なお、本実施形態では、マルチタップ1の軸方向への送り量を前記第一送り量と第二送り量とを切り替えて連続的に加工したが、マルチタップ1を前記第一送り量で所定の深さ(厳密には、ねじ切り刃21が面取り部3aと接触する直前)まで送り、その後マルチタップ1をワーク2から退避させて、前記第二送り量で再び軸方向に送り込むことによって間欠的に加工しても良い。

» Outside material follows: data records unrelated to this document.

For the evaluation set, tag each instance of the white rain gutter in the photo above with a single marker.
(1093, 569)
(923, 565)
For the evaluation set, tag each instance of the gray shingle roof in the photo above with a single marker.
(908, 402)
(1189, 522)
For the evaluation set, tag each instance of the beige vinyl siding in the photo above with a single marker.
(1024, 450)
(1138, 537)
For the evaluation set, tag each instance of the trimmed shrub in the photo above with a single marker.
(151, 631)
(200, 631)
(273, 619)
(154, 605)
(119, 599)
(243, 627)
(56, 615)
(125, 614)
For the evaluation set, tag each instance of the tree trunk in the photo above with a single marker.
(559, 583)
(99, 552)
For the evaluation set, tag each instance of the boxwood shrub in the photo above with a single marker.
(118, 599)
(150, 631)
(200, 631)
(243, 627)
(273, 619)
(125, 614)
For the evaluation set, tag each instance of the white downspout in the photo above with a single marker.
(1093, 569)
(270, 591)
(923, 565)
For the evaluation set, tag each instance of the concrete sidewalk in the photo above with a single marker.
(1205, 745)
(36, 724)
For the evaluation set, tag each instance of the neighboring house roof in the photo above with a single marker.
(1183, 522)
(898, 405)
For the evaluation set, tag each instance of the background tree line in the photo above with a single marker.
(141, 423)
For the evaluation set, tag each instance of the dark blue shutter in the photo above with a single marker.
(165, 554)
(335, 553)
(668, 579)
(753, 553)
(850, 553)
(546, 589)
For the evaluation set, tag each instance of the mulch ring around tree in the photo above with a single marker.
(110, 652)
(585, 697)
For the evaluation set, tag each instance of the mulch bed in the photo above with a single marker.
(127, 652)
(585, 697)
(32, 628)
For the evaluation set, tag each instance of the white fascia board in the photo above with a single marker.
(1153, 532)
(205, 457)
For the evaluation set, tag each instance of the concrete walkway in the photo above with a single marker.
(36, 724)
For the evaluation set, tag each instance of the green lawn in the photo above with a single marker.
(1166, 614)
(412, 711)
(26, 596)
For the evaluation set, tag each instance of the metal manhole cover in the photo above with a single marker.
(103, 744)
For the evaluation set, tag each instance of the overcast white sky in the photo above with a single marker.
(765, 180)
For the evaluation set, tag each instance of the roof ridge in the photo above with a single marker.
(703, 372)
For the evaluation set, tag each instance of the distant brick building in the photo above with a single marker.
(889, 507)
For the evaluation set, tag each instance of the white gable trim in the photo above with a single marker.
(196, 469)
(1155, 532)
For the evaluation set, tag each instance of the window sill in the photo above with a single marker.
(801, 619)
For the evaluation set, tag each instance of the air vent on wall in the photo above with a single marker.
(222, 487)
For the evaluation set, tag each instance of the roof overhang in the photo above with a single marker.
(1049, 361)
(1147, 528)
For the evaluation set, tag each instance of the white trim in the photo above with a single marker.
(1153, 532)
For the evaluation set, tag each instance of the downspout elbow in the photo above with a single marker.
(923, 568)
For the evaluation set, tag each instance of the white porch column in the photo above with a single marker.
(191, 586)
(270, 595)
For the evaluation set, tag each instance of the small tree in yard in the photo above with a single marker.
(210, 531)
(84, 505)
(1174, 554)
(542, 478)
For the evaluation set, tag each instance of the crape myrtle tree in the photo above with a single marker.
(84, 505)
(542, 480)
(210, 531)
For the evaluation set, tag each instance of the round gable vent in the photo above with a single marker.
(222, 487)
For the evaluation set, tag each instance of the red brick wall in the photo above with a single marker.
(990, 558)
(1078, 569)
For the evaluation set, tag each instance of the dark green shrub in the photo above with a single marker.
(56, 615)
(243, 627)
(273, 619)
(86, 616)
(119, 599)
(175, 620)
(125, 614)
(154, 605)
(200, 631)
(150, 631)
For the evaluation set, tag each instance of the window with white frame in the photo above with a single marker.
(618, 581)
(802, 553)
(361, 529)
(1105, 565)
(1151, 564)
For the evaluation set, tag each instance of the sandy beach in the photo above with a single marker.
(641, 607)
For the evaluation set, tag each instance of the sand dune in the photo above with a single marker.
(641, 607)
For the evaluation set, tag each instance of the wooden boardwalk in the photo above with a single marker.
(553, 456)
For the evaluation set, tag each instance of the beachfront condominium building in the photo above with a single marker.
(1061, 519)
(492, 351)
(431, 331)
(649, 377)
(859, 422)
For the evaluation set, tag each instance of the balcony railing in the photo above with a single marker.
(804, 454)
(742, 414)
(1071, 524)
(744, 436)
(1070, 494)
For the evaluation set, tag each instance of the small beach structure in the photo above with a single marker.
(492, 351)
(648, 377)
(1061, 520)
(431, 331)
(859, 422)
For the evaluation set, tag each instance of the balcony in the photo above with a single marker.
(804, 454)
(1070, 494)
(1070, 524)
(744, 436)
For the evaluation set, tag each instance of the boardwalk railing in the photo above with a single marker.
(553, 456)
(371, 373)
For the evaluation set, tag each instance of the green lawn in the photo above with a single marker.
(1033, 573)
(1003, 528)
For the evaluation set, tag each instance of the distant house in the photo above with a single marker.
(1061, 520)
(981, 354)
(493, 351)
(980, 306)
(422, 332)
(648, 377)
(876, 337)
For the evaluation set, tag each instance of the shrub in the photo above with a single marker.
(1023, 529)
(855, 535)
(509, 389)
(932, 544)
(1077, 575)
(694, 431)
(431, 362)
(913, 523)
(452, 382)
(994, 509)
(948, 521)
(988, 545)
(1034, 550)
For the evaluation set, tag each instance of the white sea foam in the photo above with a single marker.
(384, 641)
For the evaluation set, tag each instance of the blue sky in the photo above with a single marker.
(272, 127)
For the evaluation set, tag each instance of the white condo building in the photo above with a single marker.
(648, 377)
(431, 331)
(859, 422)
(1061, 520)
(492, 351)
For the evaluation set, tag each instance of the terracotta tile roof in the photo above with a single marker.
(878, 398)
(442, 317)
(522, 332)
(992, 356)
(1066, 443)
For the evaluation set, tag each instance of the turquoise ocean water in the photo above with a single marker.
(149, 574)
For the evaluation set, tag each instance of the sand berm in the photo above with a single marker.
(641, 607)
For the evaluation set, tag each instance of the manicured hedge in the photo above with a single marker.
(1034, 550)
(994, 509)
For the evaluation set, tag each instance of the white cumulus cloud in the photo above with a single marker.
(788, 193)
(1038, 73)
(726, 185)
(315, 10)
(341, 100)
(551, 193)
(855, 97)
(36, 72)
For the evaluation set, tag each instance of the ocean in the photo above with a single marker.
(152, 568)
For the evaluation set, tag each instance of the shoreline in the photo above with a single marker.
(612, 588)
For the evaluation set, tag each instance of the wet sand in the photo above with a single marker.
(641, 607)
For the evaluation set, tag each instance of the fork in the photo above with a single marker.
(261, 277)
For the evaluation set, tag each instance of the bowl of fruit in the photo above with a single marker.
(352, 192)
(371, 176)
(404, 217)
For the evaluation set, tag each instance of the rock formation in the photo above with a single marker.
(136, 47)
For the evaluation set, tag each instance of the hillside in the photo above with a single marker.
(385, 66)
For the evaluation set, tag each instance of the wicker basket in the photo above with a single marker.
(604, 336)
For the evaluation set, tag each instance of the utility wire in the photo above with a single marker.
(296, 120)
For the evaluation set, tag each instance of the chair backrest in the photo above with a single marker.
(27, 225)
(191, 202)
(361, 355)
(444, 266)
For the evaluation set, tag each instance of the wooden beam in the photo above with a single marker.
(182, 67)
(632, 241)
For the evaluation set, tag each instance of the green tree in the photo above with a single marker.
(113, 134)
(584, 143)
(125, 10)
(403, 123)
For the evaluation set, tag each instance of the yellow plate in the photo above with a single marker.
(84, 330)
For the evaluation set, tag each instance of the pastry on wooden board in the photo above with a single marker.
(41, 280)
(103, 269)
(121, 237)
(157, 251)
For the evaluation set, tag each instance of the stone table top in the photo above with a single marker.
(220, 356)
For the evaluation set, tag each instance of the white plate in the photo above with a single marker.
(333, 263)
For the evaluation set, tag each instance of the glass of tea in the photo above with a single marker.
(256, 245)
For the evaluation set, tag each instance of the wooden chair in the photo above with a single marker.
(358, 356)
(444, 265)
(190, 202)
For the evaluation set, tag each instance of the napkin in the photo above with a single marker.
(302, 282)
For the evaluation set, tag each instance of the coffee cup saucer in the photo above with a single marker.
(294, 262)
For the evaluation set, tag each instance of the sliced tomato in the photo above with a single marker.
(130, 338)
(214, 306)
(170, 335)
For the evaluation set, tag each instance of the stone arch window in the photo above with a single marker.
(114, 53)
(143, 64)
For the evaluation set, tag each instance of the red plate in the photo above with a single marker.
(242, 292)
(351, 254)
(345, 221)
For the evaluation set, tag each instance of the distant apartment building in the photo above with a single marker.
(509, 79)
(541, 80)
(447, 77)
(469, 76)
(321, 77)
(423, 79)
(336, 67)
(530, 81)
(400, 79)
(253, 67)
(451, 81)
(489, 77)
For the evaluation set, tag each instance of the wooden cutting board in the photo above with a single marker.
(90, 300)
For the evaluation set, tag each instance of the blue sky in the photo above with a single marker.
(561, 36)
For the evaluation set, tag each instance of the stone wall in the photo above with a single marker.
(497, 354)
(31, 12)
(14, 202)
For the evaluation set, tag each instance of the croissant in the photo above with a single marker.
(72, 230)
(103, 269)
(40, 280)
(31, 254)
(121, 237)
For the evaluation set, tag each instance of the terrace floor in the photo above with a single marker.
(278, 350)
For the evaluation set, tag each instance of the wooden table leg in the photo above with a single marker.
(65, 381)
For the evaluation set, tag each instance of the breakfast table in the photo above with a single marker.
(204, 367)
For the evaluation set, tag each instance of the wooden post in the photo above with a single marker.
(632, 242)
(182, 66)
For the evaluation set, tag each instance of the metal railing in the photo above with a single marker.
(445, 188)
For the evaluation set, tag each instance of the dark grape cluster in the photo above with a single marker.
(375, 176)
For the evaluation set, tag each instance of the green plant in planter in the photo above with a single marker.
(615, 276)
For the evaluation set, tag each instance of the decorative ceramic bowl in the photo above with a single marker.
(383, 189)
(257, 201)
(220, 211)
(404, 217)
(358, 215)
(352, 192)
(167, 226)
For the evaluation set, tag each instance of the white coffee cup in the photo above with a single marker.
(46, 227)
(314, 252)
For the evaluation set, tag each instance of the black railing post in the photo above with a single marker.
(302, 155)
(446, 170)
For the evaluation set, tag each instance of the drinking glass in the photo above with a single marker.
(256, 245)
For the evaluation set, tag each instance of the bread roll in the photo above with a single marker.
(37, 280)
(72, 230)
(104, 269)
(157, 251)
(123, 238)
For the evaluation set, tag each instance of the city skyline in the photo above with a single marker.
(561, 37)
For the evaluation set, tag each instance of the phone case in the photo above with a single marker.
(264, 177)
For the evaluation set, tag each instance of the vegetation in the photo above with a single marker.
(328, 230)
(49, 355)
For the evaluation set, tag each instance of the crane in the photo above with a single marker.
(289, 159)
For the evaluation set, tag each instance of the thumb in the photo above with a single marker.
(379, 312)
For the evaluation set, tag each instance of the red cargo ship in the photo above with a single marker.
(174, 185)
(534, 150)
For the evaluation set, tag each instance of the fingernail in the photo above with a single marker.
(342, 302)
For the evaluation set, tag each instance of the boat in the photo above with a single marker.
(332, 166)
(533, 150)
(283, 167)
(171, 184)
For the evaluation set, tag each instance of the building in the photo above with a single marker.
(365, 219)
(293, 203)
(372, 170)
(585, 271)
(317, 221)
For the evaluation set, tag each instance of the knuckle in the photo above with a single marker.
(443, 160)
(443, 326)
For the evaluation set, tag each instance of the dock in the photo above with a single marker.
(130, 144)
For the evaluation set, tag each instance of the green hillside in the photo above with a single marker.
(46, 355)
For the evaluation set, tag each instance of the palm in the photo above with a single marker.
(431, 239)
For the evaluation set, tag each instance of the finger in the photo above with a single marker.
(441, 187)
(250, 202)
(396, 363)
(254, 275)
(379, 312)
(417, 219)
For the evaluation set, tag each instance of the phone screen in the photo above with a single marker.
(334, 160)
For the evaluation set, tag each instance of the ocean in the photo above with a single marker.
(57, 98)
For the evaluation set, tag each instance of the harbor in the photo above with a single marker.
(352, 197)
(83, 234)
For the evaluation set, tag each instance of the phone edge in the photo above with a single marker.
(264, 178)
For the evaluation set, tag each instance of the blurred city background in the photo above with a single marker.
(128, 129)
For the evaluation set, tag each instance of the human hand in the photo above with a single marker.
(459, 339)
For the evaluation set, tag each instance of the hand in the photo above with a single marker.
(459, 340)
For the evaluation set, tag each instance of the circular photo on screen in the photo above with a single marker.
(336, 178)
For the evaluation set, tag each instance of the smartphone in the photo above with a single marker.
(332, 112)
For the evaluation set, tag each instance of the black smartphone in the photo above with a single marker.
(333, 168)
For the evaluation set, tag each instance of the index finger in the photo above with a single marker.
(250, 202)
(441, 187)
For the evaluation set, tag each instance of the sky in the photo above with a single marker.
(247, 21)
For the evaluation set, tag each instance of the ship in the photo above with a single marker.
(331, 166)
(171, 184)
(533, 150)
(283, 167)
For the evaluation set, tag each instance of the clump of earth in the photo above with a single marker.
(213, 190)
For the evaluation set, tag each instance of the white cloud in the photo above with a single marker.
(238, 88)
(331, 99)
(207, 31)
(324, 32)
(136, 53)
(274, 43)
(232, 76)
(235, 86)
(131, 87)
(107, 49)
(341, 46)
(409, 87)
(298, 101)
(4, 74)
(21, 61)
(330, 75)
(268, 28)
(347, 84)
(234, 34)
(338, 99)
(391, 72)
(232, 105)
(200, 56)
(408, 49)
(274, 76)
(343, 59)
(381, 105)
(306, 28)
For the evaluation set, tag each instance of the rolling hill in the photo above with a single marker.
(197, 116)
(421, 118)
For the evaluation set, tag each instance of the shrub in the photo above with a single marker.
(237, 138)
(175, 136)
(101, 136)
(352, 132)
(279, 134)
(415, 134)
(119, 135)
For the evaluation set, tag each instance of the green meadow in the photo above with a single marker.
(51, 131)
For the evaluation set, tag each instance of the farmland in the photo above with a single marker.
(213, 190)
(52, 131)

また、マルチタップ1の回転当たりの送り量をめねじ4のねじピッチよりも小さくする時間(又は距離)は、鋳抜き穴3の形成位置Aとめねじ4の加工予定位置Bとの芯ズレ量D、つまり鋳抜き穴3の位置精度に応じて調節することも可能であり、タップ部20のねじ切り刃21によるめねじ加工時にマルチタップ1の回転当たりの送り量をめねじ4のねじピッチと同一にするものであれば良く、例えばワーク2の成形方法、用途、所望の寸法精度、作業時間等に応じて調節することが好ましい。
また、エンドミル部10と鋳抜き穴3の面取り部3aとが接触してから、タップ部20と面取り部3aとが接触するまでの間のマルチタップ1の回転速度は、本実施形態のように、めねじ加工時よりも速くすることも可能であり、例えばワーク2の成形方法、用途、所望の寸法精度、作業時間等に応じて調節することが好ましい。
【0041】
また、上述のように、前記第一送り量の条件を(1)〜(6)の何れか一つとしてめねじ4を加工したが、(1)〜(6)の全ての条件において、所定の条件を満たす鋳抜き穴3に対してマルチタップ1を用いてめねじ4を加工する際に、めねじ4の加工予定位置Bと実際の形成位置との位置度(芯ズレ量)は0.4mm以下とすることが確認でき、めねじ4の精度はJIS1級を満足することが確認できた。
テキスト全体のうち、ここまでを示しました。